Other faces came into view, all of them familiar. None of them belonging to the Brethren. No Father Brady. No Father Quinn. No torture room or burning pillar candles. Diel’s hand twitched. The one with black hair stepped in front of the blond, teeth bared, ready to bite.
“Michael,” the blond said, carefully placing a hand on the dark-haired man’s arm. “It’s okay. Let me talk to him.” The dark one’s ice-blue eyes narrowed on Diel, but he moved to let the blond back through, although he stayed close to his side.
Michael. The one with fangs was called Michael.
Diel looked at the blond again. Gabriel.
Diel looked at the others who were now coming closer. Red hair—Bara. Tattoos—Uriel. Golden eyes—Raphael. And long dark hair—Sela. Sela, his closest friend.
“You back, brother?” Sela leaned down a little, meeting Diel’s gaze.
Diel closed his eyes and breathed. These men weren’t the Brethren. They were his family. Diel felt his monster pacing, wanting to keep up the fight, continue the spree. Wanting to punish Michael for even fucking daring to touch him, wanting to rip out his fangs and pierce his throat. But when Diel opened his eyes, Gabriel was crouching beside him, studying him. Gabriel’s face was pale, and there were bright red marks on his neck—finger marks. Diel’s finger marks.
/> “I want the Brethren,” Diel rasped, for once his own desires aligning with that of his monster’s. Gabriel froze. The room went completely silent.
Eventually, Sela reached down and offered Diel his hand. Michael hovered behind Gabriel, his gaze never leaving Diel, tracking his every move. Diel took Sela’s hand, and Sela helped him into a sitting position. “I want the fucking Brethren,” Diel said again, and Gabriel took a deep, frustrated breath.

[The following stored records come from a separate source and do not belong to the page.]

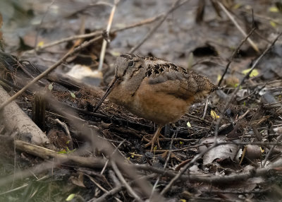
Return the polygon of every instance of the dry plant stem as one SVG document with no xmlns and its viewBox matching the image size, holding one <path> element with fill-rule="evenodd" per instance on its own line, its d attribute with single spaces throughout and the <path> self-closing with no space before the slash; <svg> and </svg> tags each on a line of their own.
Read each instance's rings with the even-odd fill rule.
<svg viewBox="0 0 282 202">
<path fill-rule="evenodd" d="M 150 178 L 154 177 L 155 176 L 156 176 L 156 174 L 149 174 L 149 175 L 141 177 L 140 179 L 150 179 Z M 136 180 L 138 180 L 138 179 L 137 179 Z M 133 183 L 135 182 L 135 180 L 133 180 L 133 181 L 130 182 L 129 184 L 131 185 Z M 106 198 L 107 197 L 109 197 L 109 196 L 113 196 L 114 194 L 116 194 L 116 193 L 120 191 L 121 190 L 121 189 L 123 189 L 123 187 L 124 187 L 124 185 L 123 185 L 123 184 L 118 185 L 118 186 L 114 188 L 111 191 L 109 191 L 107 193 L 104 194 L 99 198 L 94 198 L 94 199 L 91 199 L 91 200 L 88 201 L 87 202 L 104 202 L 104 201 L 106 201 Z"/>
<path fill-rule="evenodd" d="M 111 164 L 113 170 L 116 172 L 116 174 L 118 176 L 119 180 L 121 180 L 121 182 L 125 186 L 128 192 L 134 197 L 134 198 L 135 198 L 137 201 L 142 202 L 143 201 L 138 196 L 138 195 L 136 194 L 136 193 L 133 191 L 133 189 L 132 189 L 131 186 L 129 186 L 129 184 L 126 182 L 121 171 L 118 170 L 118 166 L 116 164 L 116 162 L 114 160 L 111 160 Z"/>
<path fill-rule="evenodd" d="M 70 131 L 68 130 L 68 125 L 66 123 L 63 123 L 59 119 L 56 119 L 55 121 L 60 124 L 63 129 L 65 130 L 65 132 L 66 133 L 68 138 L 70 139 L 69 143 L 68 143 L 68 148 L 70 150 L 73 149 L 73 138 L 71 138 Z"/>
<path fill-rule="evenodd" d="M 51 6 L 52 6 L 54 4 L 54 2 L 55 2 L 55 0 L 53 0 L 52 2 L 51 2 L 51 4 L 48 6 L 47 9 L 46 10 L 45 13 L 44 13 L 42 18 L 41 19 L 40 25 L 39 25 L 39 30 L 36 32 L 35 47 L 36 47 L 37 46 L 38 35 L 39 35 L 39 32 L 41 26 L 42 25 L 42 23 L 43 23 L 43 20 L 45 18 L 46 16 L 47 16 L 48 11 L 50 9 Z"/>
<path fill-rule="evenodd" d="M 166 158 L 166 162 L 164 163 L 164 168 L 163 168 L 164 170 L 166 170 L 167 163 L 168 163 L 168 160 L 169 160 L 169 158 L 171 158 L 171 153 L 172 153 L 172 144 L 173 144 L 173 138 L 174 138 L 174 137 L 175 137 L 176 136 L 176 131 L 175 131 L 175 132 L 173 133 L 173 135 L 172 137 L 171 137 L 171 144 L 170 144 L 170 145 L 169 145 L 168 154 L 168 156 L 167 156 L 167 158 Z M 153 189 L 152 189 L 152 194 L 151 194 L 150 198 L 153 196 L 154 190 L 156 189 L 156 187 L 157 187 L 157 186 L 158 185 L 159 181 L 159 179 L 161 179 L 161 176 L 159 176 L 159 177 L 158 177 L 158 179 L 157 179 L 156 182 L 154 183 L 154 186 L 153 186 Z"/>
<path fill-rule="evenodd" d="M 225 107 L 223 109 L 223 110 L 221 110 L 221 114 L 223 114 L 223 112 L 226 110 L 228 106 L 229 106 L 229 104 L 231 102 L 231 100 L 233 99 L 235 95 L 237 93 L 238 90 L 239 90 L 239 88 L 240 85 L 242 85 L 242 84 L 244 83 L 245 80 L 249 77 L 250 73 L 251 73 L 252 71 L 255 69 L 255 67 L 257 66 L 258 62 L 261 60 L 261 59 L 266 54 L 266 52 L 274 45 L 275 42 L 278 40 L 278 39 L 279 38 L 279 37 L 281 35 L 282 33 L 280 33 L 276 38 L 275 40 L 272 42 L 271 44 L 269 45 L 265 50 L 264 52 L 259 56 L 259 57 L 254 62 L 254 64 L 252 66 L 252 68 L 250 69 L 250 71 L 249 71 L 249 73 L 245 76 L 243 77 L 243 78 L 242 79 L 241 82 L 240 83 L 240 84 L 238 85 L 238 87 L 235 88 L 235 90 L 234 90 L 234 92 L 233 93 L 233 94 L 231 95 L 231 96 L 230 96 L 228 101 L 227 102 L 227 104 L 226 105 Z M 169 189 L 171 187 L 171 186 L 176 182 L 176 181 L 181 177 L 182 174 L 184 174 L 184 172 L 186 171 L 186 170 L 190 167 L 190 165 L 192 165 L 192 163 L 194 163 L 194 162 L 195 162 L 198 158 L 201 158 L 204 153 L 206 153 L 208 150 L 210 150 L 212 148 L 216 147 L 218 145 L 218 143 L 217 143 L 217 136 L 219 134 L 219 124 L 221 121 L 223 119 L 223 115 L 221 115 L 219 119 L 218 119 L 217 121 L 216 121 L 216 127 L 215 127 L 215 131 L 214 131 L 214 143 L 209 146 L 207 150 L 202 152 L 201 153 L 197 155 L 196 156 L 195 156 L 193 158 L 193 159 L 189 162 L 184 167 L 183 169 L 176 175 L 175 176 L 171 181 L 168 183 L 168 185 L 166 185 L 166 186 L 163 189 L 163 191 L 161 192 L 161 195 L 164 195 L 164 194 L 166 194 Z"/>
<path fill-rule="evenodd" d="M 282 139 L 282 133 L 281 133 L 280 136 L 277 138 L 276 141 L 275 141 L 275 143 L 278 143 L 281 139 Z M 273 150 L 274 150 L 274 148 L 275 148 L 275 145 L 272 145 L 272 147 L 269 150 L 269 152 L 266 155 L 266 156 L 264 159 L 264 161 L 262 163 L 262 167 L 264 167 L 265 164 L 266 163 L 266 161 L 269 159 L 270 155 L 272 153 Z"/>
<path fill-rule="evenodd" d="M 207 99 L 206 99 L 206 105 L 204 105 L 204 114 L 203 114 L 203 116 L 202 117 L 202 119 L 204 119 L 204 117 L 206 117 L 208 103 L 209 103 L 209 98 L 207 97 Z"/>
<path fill-rule="evenodd" d="M 248 39 L 248 38 L 250 37 L 250 36 L 252 35 L 252 33 L 254 32 L 255 30 L 255 28 L 252 28 L 252 30 L 249 32 L 249 34 L 245 37 L 244 40 L 243 40 L 241 41 L 241 42 L 240 43 L 240 44 L 238 46 L 238 47 L 237 47 L 237 48 L 235 49 L 235 51 L 232 53 L 232 55 L 231 55 L 231 57 L 230 59 L 229 59 L 229 61 L 228 61 L 228 63 L 227 64 L 226 67 L 226 69 L 225 69 L 225 70 L 224 70 L 224 72 L 223 72 L 223 73 L 222 74 L 221 78 L 221 79 L 219 80 L 219 83 L 217 84 L 217 85 L 219 85 L 219 86 L 221 85 L 221 82 L 222 82 L 222 81 L 223 80 L 224 76 L 226 74 L 227 71 L 228 71 L 228 69 L 229 69 L 230 64 L 231 64 L 231 62 L 233 61 L 233 59 L 234 59 L 235 56 L 238 54 L 238 52 L 239 50 L 240 50 L 240 47 L 242 47 L 242 45 L 245 43 L 245 42 L 247 40 L 247 39 Z"/>
<path fill-rule="evenodd" d="M 50 99 L 50 102 L 51 101 L 53 103 L 53 105 L 51 106 L 52 109 L 66 116 L 68 119 L 68 121 L 69 124 L 71 124 L 74 128 L 79 130 L 85 138 L 89 139 L 93 148 L 99 149 L 106 156 L 112 155 L 111 159 L 115 160 L 115 163 L 118 165 L 118 168 L 122 170 L 122 172 L 125 173 L 128 178 L 136 179 L 139 177 L 139 175 L 136 171 L 130 167 L 130 165 L 124 162 L 124 158 L 118 153 L 114 153 L 114 148 L 113 146 L 106 140 L 102 139 L 99 137 L 99 135 L 97 130 L 86 126 L 79 120 L 74 121 L 72 118 L 68 116 L 66 112 L 63 110 L 59 110 L 59 109 L 61 108 L 61 105 L 59 102 L 54 100 L 54 99 L 51 99 L 51 96 L 47 97 L 47 98 Z M 68 112 L 68 114 L 71 111 Z M 145 197 L 149 198 L 150 196 L 152 189 L 150 189 L 149 183 L 148 182 L 140 179 L 140 180 L 136 181 L 135 184 L 140 188 L 140 190 Z M 156 195 L 156 197 L 159 200 L 161 201 L 164 199 L 163 197 L 159 194 Z"/>
<path fill-rule="evenodd" d="M 11 98 L 0 85 L 0 103 L 5 103 Z M 9 107 L 4 109 L 1 112 L 0 119 L 3 120 L 5 130 L 14 132 L 18 138 L 29 140 L 30 143 L 36 145 L 49 144 L 49 140 L 46 134 L 15 102 L 11 102 Z"/>
<path fill-rule="evenodd" d="M 69 37 L 61 39 L 61 40 L 57 40 L 57 41 L 55 41 L 55 42 L 51 42 L 49 44 L 46 44 L 42 47 L 36 47 L 35 49 L 32 49 L 32 50 L 27 51 L 27 52 L 31 53 L 31 52 L 34 52 L 35 50 L 37 52 L 42 51 L 44 49 L 49 48 L 50 47 L 53 47 L 53 46 L 55 46 L 55 45 L 57 45 L 57 44 L 59 44 L 61 43 L 67 42 L 69 41 L 73 41 L 73 40 L 79 40 L 79 39 L 95 37 L 97 35 L 102 35 L 102 32 L 103 32 L 102 31 L 96 31 L 96 32 L 91 32 L 89 34 L 79 35 Z"/>
<path fill-rule="evenodd" d="M 146 25 L 146 24 L 152 23 L 153 22 L 159 20 L 163 16 L 164 16 L 164 14 L 158 15 L 158 16 L 157 16 L 155 17 L 149 18 L 143 20 L 142 20 L 142 21 L 140 21 L 139 23 L 133 23 L 133 24 L 129 25 L 128 26 L 125 26 L 124 28 L 116 28 L 116 29 L 114 29 L 111 32 L 114 33 L 114 32 L 121 32 L 121 31 L 126 30 L 128 30 L 128 29 L 131 29 L 131 28 L 133 28 L 140 27 L 140 26 L 142 26 L 142 25 Z M 41 50 L 43 50 L 44 49 L 49 48 L 50 47 L 58 45 L 59 44 L 67 42 L 69 42 L 69 41 L 73 41 L 73 40 L 78 40 L 78 39 L 83 39 L 83 38 L 88 38 L 88 37 L 95 37 L 95 36 L 97 36 L 97 35 L 100 35 L 102 33 L 103 33 L 102 31 L 95 31 L 95 32 L 91 32 L 91 33 L 88 33 L 88 34 L 71 36 L 71 37 L 63 38 L 63 39 L 61 39 L 61 40 L 57 40 L 57 41 L 54 41 L 54 42 L 49 43 L 49 44 L 44 44 L 44 45 L 43 45 L 42 47 L 36 47 L 35 51 L 37 51 L 37 52 L 38 51 L 41 51 Z M 32 53 L 34 51 L 35 51 L 35 49 L 32 49 L 32 50 L 27 51 L 27 53 Z"/>
<path fill-rule="evenodd" d="M 93 177 L 92 177 L 91 176 L 87 174 L 84 174 L 85 176 L 88 177 L 88 178 L 90 179 L 91 182 L 92 182 L 99 189 L 100 189 L 102 191 L 103 191 L 105 193 L 108 193 L 109 191 L 107 191 L 106 189 L 104 189 L 103 186 L 102 186 L 98 182 L 97 182 Z M 121 200 L 119 200 L 118 198 L 114 197 L 114 198 L 117 201 L 121 201 Z"/>
<path fill-rule="evenodd" d="M 114 150 L 113 154 L 115 153 L 116 152 L 116 150 L 124 143 L 124 142 L 125 142 L 125 141 L 126 141 L 126 140 L 123 140 L 121 143 L 119 143 L 119 145 L 118 145 L 115 148 L 115 150 Z M 104 166 L 103 169 L 102 169 L 102 171 L 101 171 L 101 173 L 100 173 L 101 174 L 104 174 L 104 172 L 106 170 L 106 167 L 107 167 L 107 165 L 108 165 L 108 163 L 109 163 L 109 159 L 106 160 L 106 163 L 105 163 L 105 165 Z"/>
<path fill-rule="evenodd" d="M 17 93 L 13 95 L 12 97 L 11 97 L 10 99 L 6 100 L 5 102 L 2 103 L 0 105 L 0 111 L 3 109 L 4 107 L 5 107 L 6 105 L 8 105 L 9 103 L 11 103 L 13 100 L 16 100 L 20 95 L 21 95 L 23 93 L 24 93 L 28 88 L 30 88 L 32 84 L 34 84 L 35 82 L 43 78 L 44 76 L 48 75 L 50 72 L 51 72 L 53 70 L 54 70 L 56 68 L 58 67 L 61 64 L 64 62 L 66 59 L 69 57 L 70 55 L 74 54 L 75 52 L 78 52 L 79 50 L 81 50 L 86 47 L 90 45 L 93 42 L 102 39 L 102 36 L 97 37 L 96 38 L 94 38 L 87 42 L 85 42 L 82 44 L 80 46 L 78 47 L 75 49 L 73 49 L 71 52 L 68 52 L 67 54 L 66 54 L 59 61 L 58 61 L 56 64 L 54 64 L 53 66 L 45 70 L 44 72 L 42 72 L 41 74 L 35 77 L 32 81 L 30 81 L 29 83 L 27 83 L 25 87 L 23 87 L 20 90 L 19 90 Z"/>
<path fill-rule="evenodd" d="M 189 167 L 190 165 L 194 163 L 198 158 L 201 158 L 203 155 L 204 155 L 206 153 L 209 151 L 211 149 L 218 146 L 217 142 L 214 142 L 211 146 L 209 146 L 206 150 L 202 151 L 202 153 L 197 154 L 195 155 L 190 162 L 188 162 L 183 168 L 183 170 L 179 172 L 171 180 L 171 182 L 166 185 L 166 186 L 161 191 L 161 195 L 164 195 L 171 187 L 171 186 L 176 182 L 178 179 L 180 179 L 180 177 L 184 174 L 184 172 L 186 171 L 186 170 Z"/>
<path fill-rule="evenodd" d="M 118 5 L 119 2 L 119 0 L 115 0 L 114 5 L 111 8 L 110 17 L 109 18 L 109 22 L 108 22 L 108 25 L 106 27 L 106 35 L 107 35 L 107 38 L 109 38 L 109 33 L 110 32 L 111 27 L 111 23 L 113 23 L 113 19 L 114 19 L 114 15 L 116 11 L 116 6 Z M 104 58 L 105 57 L 105 53 L 106 53 L 106 44 L 107 44 L 107 41 L 106 39 L 103 40 L 103 43 L 102 44 L 102 49 L 101 49 L 101 53 L 100 53 L 100 57 L 99 59 L 99 66 L 98 66 L 98 71 L 101 71 L 103 67 L 103 63 L 104 63 Z"/>
<path fill-rule="evenodd" d="M 271 173 L 271 170 L 275 172 L 276 168 L 282 166 L 282 160 L 279 160 L 277 162 L 267 165 L 264 168 L 252 169 L 250 170 L 248 172 L 243 173 L 235 173 L 226 176 L 211 176 L 211 174 L 183 174 L 180 177 L 180 179 L 183 182 L 204 182 L 219 184 L 219 183 L 234 183 L 235 182 L 240 182 L 242 180 L 246 180 L 247 179 L 255 177 L 263 177 L 266 174 L 274 174 Z M 152 172 L 154 173 L 161 174 L 164 176 L 174 177 L 178 175 L 174 172 L 172 171 L 164 171 L 162 169 L 159 169 L 157 167 L 147 166 L 145 165 L 135 165 L 135 169 L 139 170 L 144 170 L 147 172 Z M 274 175 L 275 176 L 275 175 Z"/>
<path fill-rule="evenodd" d="M 236 22 L 235 20 L 234 17 L 232 16 L 232 15 L 229 13 L 229 11 L 225 8 L 225 6 L 219 1 L 217 1 L 217 4 L 219 5 L 219 6 L 221 8 L 221 9 L 226 13 L 227 16 L 229 18 L 229 19 L 234 23 L 235 27 L 239 30 L 239 31 L 242 33 L 242 35 L 246 37 L 247 34 L 246 32 L 243 30 L 243 28 L 239 25 L 239 24 Z M 255 42 L 250 39 L 247 38 L 247 42 L 250 43 L 250 44 L 252 46 L 252 47 L 257 52 L 259 53 L 259 49 L 257 47 L 257 44 L 255 44 Z"/>
<path fill-rule="evenodd" d="M 168 9 L 168 11 L 166 12 L 166 13 L 161 18 L 161 19 L 159 21 L 159 23 L 144 37 L 144 38 L 134 47 L 133 47 L 129 53 L 133 53 L 135 50 L 137 50 L 144 42 L 149 38 L 150 37 L 153 33 L 159 28 L 159 27 L 164 23 L 164 21 L 166 19 L 167 16 L 168 16 L 169 13 L 171 13 L 172 11 L 173 11 L 175 9 L 178 8 L 179 6 L 183 5 L 185 3 L 188 2 L 189 0 L 185 0 L 182 1 L 181 3 L 179 3 L 180 1 L 180 0 L 176 0 L 171 8 Z"/>
</svg>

“Diel, we can’t, we must—”
“I don’t want the others! I don’t give a fuck about the other ones we’ve been killing, the ones who ‘deserve it.’ I want the Brethren.” Diel’s pulse started to race and the collar hissed in warning. “I need to kill the fucking Brethren.”
“I second that.” Raphael was staring at the string around his finger. He looked up and addressed Gabriel. “I need their necks under my hands.”
“Raphe—”
“I agree,” Bara said, interrupting Gabriel. The redhead crossed his arms over his chest. His skin was scratched, torn and bleeding from the fight with Diel.
“Me too.” Uriel nudged his chin in Diel’s direction in support.
“And me,” Sela said, his jaw tight.
Gabriel stared at the artist. “You would want that? Even knowing who you might face?”
Sela’s lip hooked up in dark amusement. “Let’s just say there’s no love lost between him and me, if that’s what you’re getting at. I’ll face him one day. It will happen eventually. I’ll make sure of it.”
“I want them too.” Gabriel’s head snapped up when Michael, his true, blood-related brother, spoke. Gabriel watched as Michael stared at the vial around his neck, a flush coating his pale cheeks.
“I know it’s what you all want.” Gabriel ran his hand down his face. “But that’s a Pandora’s Box I’m not sure we should open. Ever open.” Diel’s head twitched in annoyance, but he got to his feet, only catching the carnage around the gym in his peripheral. Carnage he had caused. “I don’t even know where they all are, who they all are. I’ve spent years learning how to avoid them, not to walk right into their path.”